Один из наших «друзей», который однажды пришел заначить ствол, оказался, повесившись в Могилах несколько месяцев спустя, «Безумным убийцей с Таймз-сквер», хоть я про это и не знал: он заходил прямо в винную лавку и насмерть пристреливал владельца: в этом мне потом признался другой вор, который больше не мог держать это в тайне, как он сказал, потому что от такого хранения у него все болело.

VIII

Моему бедному отцу нужно было меня увидеть, пока он умирал от рака, к этому все свелось от того начала в песочнице футбольного поля «Дрейкэтских тигров», Лоуэлл, когда устремленье было добиться чего-то в футболе и школе, поступить в колледж и стать «преуспевающим». То на самом деле было частью войны – и грядущей холодной войны.

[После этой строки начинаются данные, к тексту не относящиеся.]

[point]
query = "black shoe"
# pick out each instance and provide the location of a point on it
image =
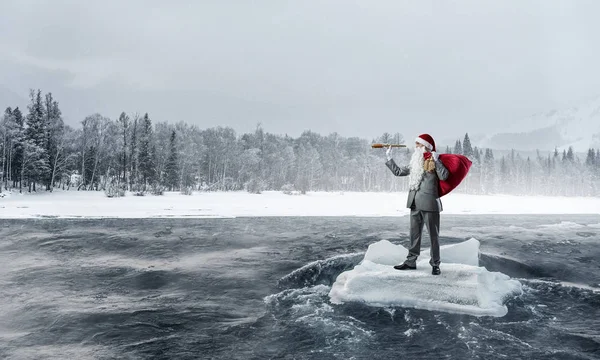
(405, 267)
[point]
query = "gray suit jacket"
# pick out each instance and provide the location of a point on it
(426, 198)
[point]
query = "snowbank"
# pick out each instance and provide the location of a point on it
(90, 204)
(463, 287)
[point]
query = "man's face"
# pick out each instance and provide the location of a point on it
(421, 147)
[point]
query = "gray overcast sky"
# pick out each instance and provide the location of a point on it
(356, 67)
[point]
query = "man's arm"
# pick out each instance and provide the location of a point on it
(397, 170)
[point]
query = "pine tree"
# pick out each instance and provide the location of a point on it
(134, 152)
(467, 148)
(458, 149)
(570, 154)
(17, 158)
(54, 134)
(146, 155)
(36, 134)
(590, 160)
(124, 123)
(172, 167)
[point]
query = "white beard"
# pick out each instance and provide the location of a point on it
(416, 168)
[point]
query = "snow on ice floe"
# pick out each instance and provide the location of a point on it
(463, 287)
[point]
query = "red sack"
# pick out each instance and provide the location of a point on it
(458, 166)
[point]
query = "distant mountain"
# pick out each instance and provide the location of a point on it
(578, 127)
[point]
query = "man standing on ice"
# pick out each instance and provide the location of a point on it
(424, 174)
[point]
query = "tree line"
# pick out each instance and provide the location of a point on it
(131, 153)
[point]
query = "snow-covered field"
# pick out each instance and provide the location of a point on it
(91, 204)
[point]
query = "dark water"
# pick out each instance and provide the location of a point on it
(255, 288)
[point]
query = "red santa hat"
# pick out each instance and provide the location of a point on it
(427, 141)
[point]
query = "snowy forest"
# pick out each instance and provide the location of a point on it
(131, 153)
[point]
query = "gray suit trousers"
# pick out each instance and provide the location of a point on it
(418, 219)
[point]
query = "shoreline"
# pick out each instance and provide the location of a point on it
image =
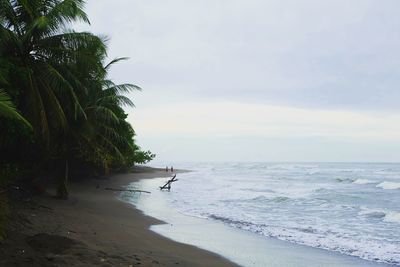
(229, 242)
(94, 228)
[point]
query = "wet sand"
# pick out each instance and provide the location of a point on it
(93, 228)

Никогда не забуду, как нынешний муж Джун Хэрри Эванз вдруг протопал по прихожей ее квартиры в армейских ботинках, только что с германского фронта, где-то в сентябре 1945-го, и в какой ужас пришел, увидев нас, шестерых взрослых людей, все улетели по бенни, растянулись, и сидят, и бродят по-кошачьи по этой обширной двойноспаренной кровати «скептицизма» и «декадентства», обсуждают ничто ценностей, бледноликие, хилые тела, божже, бедняга сказал: «И вот за это я сражался?» Жена велела ему спуститься с его «высот натуры» или что-то вроде. Он с нею развелся немного погодя. Конечно, мы знали – то же самое происходило в Париже и Берлине того же месяца и года, мы же теперь читали Гюнтера Грасса, и Уве Йонсона, и Сартра, и даже, конечно, Одена и его «Век тревоги».